La double production
Concrètement, si vous faites un choix 45(2) au fédéral, vous devez faire le choix correspondant au Québec en vertu de l'article 284 de la Loi sur les impôts. Pour le choix 45(3) fédéral, le pendant québécois est l'article 286.1. Chaque choix accompagne la déclaration de revenus correspondante (fédérale à l'ARC, provinciale à Revenu Québec).
| Élément | Fédéral (ARC) | Québec (Revenu Québec) |
|---|---|---|
| Choix résidence → locatif | Paragraphe 45(2) LIR | Article 284, Loi sur les impôts |
| Choix locatif → résidence | Paragraphe 45(3) LIR | Article 286.1, Loi sur les impôts |
| Disposition réputée à la JVM | Oui | Oui |
| Désignation résidence principale | Jusqu'à 4 ans | Jusqu'à 4 ans |
| Condition DPA (après 1984) | Aucune DPA réclamée | Aucune DPA réclamée |
| Où produire le choix | Avec la déclaration fédérale | Avec la déclaration québécoise |
Cette symétrie simplifie la planification, mais elle exige de la rigueur : oublier le volet québécois d'un choix pourtant fait au fédéral peut créer une incohérence entre vos deux déclarations. Un comptable habitué aux immeubles à revenus du Québec s'assure que les deux volets concordent.
Sources : Revenu Québec — Changement d'usage (art. 284 et 286.1) ; ARC — Changement d'utilisation.

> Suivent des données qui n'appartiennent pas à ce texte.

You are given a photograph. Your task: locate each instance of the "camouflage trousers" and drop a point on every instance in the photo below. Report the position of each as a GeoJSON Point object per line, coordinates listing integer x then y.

Comment planifier un changement d'usage en vue de vendre votre plex?
Planifier, c'est choisir le moment du changement d'usage, préserver ses choix fiscaux, documenter la JVM et coordonner la vente. Un propriétaire qui anticipe l'impact de la disposition réputée obtient un prix net plus prévisible et évite les mauvaises surprises fiscales à la clôture.

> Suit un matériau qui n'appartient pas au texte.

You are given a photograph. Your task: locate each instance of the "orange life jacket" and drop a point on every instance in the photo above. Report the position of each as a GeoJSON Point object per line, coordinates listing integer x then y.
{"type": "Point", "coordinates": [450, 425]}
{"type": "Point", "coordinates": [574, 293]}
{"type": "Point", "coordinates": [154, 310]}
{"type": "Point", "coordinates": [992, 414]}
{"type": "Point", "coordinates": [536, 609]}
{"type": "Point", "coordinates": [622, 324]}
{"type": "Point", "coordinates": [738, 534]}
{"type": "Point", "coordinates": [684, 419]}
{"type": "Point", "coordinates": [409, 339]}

Beaucoup de propriétaires de multilogement sur la Rive-Nord envisagent un changement d'usage comme étape vers une vente : récupérer un logement pour habiter avant de vendre, ou au contraire libérer complètement l'immeuble. La séquence de ces gestes influence directement l'impôt final. Voici comment penser la planification du point de vue du propriétaire-vendeur.
Séquencer les gestes dans le bon ordre
Faire un changement d'usage juste avant une vente peut cristalliser un gain à un mauvais moment, ou au contraire, bien planifié, permettre d'utiliser une désignation de résidence principale. L'ordre — occuper puis vendre, ou vendre directement — a des conséquences fiscales distinctes. C'est un arbitrage à modéliser avec un fiscaliste avant d'agir.
Préserver la valeur nette
Du point de vue du vendeur, ce qui compte est le prix net après impôt. Un gain en capital et, le cas échéant, une récupération d'amortissement grugent le produit de vente. Connaître ces montants à l'avance évite de surestimer ce que la vente rapportera réellement.
Feuille de route du propriétaire-vendeur
- Modéliser l'impôt de la disposition réputée avant de changer l'usage
- Vérifier la disponibilité des choix 45(2)/45(3) (aucune DPA)
- Documenter la JVM à la date du changement
- Estimer le prix net après impôt pour la vente projetée
- Coordonner le calendrier du changement et de la vente avec un fiscaliste
ImmoMulti, comme acheteur direct de multilogements sur la Rive-Nord, rencontre régulièrement des vendeurs qui découvrent tard l'impact fiscal d'un changement d'usage. Un dossier bien préparé — JVM documentée, choix produits, calcul du net anticipé — rend la vente plus fluide et le prix net plus prévisible.
Source : Revenu Québec — Changement d'usage.